Overall, all internal fixation models increase the mobility of adjacent segments and the stress of the intervertebral disc. Although the increase in mobility and intervertebral disc stress was not proportional to the strength of internal fixation, ASD should be considered when performing XLIF surgery. Clinical studies had found that the posterior muscle-ligament complex retained during the operation acts as a posterior tension band after the fusion, which could prevent the occurrence of ASD after the fusion to a certain extent [50,51,52].

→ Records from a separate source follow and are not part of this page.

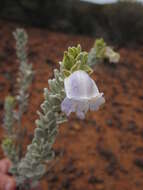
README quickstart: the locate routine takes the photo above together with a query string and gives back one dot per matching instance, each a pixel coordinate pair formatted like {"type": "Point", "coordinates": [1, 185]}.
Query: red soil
{"type": "Point", "coordinates": [103, 152]}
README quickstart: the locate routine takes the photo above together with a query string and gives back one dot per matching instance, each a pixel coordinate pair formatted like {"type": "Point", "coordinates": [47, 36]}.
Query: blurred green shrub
{"type": "Point", "coordinates": [124, 22]}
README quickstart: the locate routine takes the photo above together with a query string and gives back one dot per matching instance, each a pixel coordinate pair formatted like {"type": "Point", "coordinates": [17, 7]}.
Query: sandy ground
{"type": "Point", "coordinates": [103, 152]}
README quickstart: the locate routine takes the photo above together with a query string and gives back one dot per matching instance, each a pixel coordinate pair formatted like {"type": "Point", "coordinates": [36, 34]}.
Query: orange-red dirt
{"type": "Point", "coordinates": [103, 152]}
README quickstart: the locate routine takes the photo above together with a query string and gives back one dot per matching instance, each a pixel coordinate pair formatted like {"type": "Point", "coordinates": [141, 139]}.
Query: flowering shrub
{"type": "Point", "coordinates": [71, 90]}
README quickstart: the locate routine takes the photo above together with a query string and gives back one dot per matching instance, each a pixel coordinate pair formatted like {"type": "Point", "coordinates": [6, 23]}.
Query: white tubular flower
{"type": "Point", "coordinates": [82, 94]}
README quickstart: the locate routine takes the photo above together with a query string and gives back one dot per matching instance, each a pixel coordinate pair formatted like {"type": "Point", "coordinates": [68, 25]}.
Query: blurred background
{"type": "Point", "coordinates": [105, 151]}
{"type": "Point", "coordinates": [118, 21]}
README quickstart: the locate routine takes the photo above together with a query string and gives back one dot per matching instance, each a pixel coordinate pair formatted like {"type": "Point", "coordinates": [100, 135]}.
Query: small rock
{"type": "Point", "coordinates": [139, 163]}
{"type": "Point", "coordinates": [94, 180]}
{"type": "Point", "coordinates": [109, 122]}
{"type": "Point", "coordinates": [77, 127]}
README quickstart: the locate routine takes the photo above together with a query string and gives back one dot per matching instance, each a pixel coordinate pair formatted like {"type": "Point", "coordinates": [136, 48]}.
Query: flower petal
{"type": "Point", "coordinates": [96, 102]}
{"type": "Point", "coordinates": [68, 106]}
{"type": "Point", "coordinates": [79, 85]}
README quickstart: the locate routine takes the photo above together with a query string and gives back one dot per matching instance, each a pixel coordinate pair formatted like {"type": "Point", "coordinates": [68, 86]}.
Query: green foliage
{"type": "Point", "coordinates": [9, 115]}
{"type": "Point", "coordinates": [40, 151]}
{"type": "Point", "coordinates": [25, 70]}
{"type": "Point", "coordinates": [10, 149]}
{"type": "Point", "coordinates": [74, 59]}
{"type": "Point", "coordinates": [124, 22]}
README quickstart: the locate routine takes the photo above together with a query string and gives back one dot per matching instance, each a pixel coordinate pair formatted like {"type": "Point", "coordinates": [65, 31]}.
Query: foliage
{"type": "Point", "coordinates": [28, 169]}
{"type": "Point", "coordinates": [124, 22]}
{"type": "Point", "coordinates": [74, 59]}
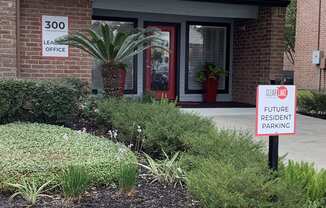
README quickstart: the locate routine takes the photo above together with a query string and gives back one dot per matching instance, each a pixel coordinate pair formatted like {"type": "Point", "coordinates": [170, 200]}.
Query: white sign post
{"type": "Point", "coordinates": [54, 27]}
{"type": "Point", "coordinates": [275, 115]}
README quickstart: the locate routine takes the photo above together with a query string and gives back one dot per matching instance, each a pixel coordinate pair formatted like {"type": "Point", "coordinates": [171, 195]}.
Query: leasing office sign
{"type": "Point", "coordinates": [54, 27]}
{"type": "Point", "coordinates": [276, 110]}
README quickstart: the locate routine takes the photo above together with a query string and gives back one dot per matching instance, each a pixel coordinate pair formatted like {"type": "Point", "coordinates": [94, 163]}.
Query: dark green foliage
{"type": "Point", "coordinates": [75, 181]}
{"type": "Point", "coordinates": [312, 103]}
{"type": "Point", "coordinates": [40, 101]}
{"type": "Point", "coordinates": [227, 169]}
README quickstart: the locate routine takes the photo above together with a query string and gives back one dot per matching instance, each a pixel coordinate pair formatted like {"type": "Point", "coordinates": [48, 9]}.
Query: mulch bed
{"type": "Point", "coordinates": [146, 195]}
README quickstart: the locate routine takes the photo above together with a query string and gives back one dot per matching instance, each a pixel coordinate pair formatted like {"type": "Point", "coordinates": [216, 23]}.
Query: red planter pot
{"type": "Point", "coordinates": [210, 86]}
{"type": "Point", "coordinates": [122, 81]}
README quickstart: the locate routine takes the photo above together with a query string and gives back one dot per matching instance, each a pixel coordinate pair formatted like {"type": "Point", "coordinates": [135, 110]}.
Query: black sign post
{"type": "Point", "coordinates": [273, 153]}
{"type": "Point", "coordinates": [273, 148]}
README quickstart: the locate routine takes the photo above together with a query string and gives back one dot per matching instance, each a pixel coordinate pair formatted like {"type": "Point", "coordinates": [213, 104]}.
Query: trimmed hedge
{"type": "Point", "coordinates": [54, 101]}
{"type": "Point", "coordinates": [225, 169]}
{"type": "Point", "coordinates": [312, 103]}
{"type": "Point", "coordinates": [41, 152]}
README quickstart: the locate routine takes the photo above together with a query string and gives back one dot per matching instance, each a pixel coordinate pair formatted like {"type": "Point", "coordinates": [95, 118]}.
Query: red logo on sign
{"type": "Point", "coordinates": [282, 92]}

Our study was based on finite element analysis and has several limitations. First of all, the division of elements and the determination of boundary conditions in the modeling process were all artificial settings, which need to be compared with cadaver specimens and in vivo experiments. Secondly, the adult healthy volunteer was selected, degenerative factors were not considered, and the muscles were not modeled. Therefore, the force of the human body could not be fully simulated. XLIF is mostly used to treat patients with lumbar degeneration, and factors such as intervertebral disc degeneration, articular process degeneration, and osteoporosis may affect the surgical method. Therefore, the choice of the specific surgical method needs to be combined with the patient’s symptoms and imaging findings. Furthermore, the biomechanical effects of internal fixation and surgery was simplified.

Conclusion

In conclusion, all fixation models could reduce the mobility of the fusion segment. The posterior pedicle fixation model provided high stability, followed by the lateral four-hole steel plate model. All fixation models could increase the ROM and intervertebral disc stress in adjacent segments. The stress of the cage in lateral two-hole plate model was the largest, followed by VerteBRIDGE plating model and posterior unilateral pedicle screw model. Therefore, it is recommended that the posterior bilateral pedicle screw model is the first choice, followed by the lateral four-hole plate model for fixation during XLIF surgery. However, it is still necessary to be aware of the occurrence of adjacent segment degeneration in the later stage.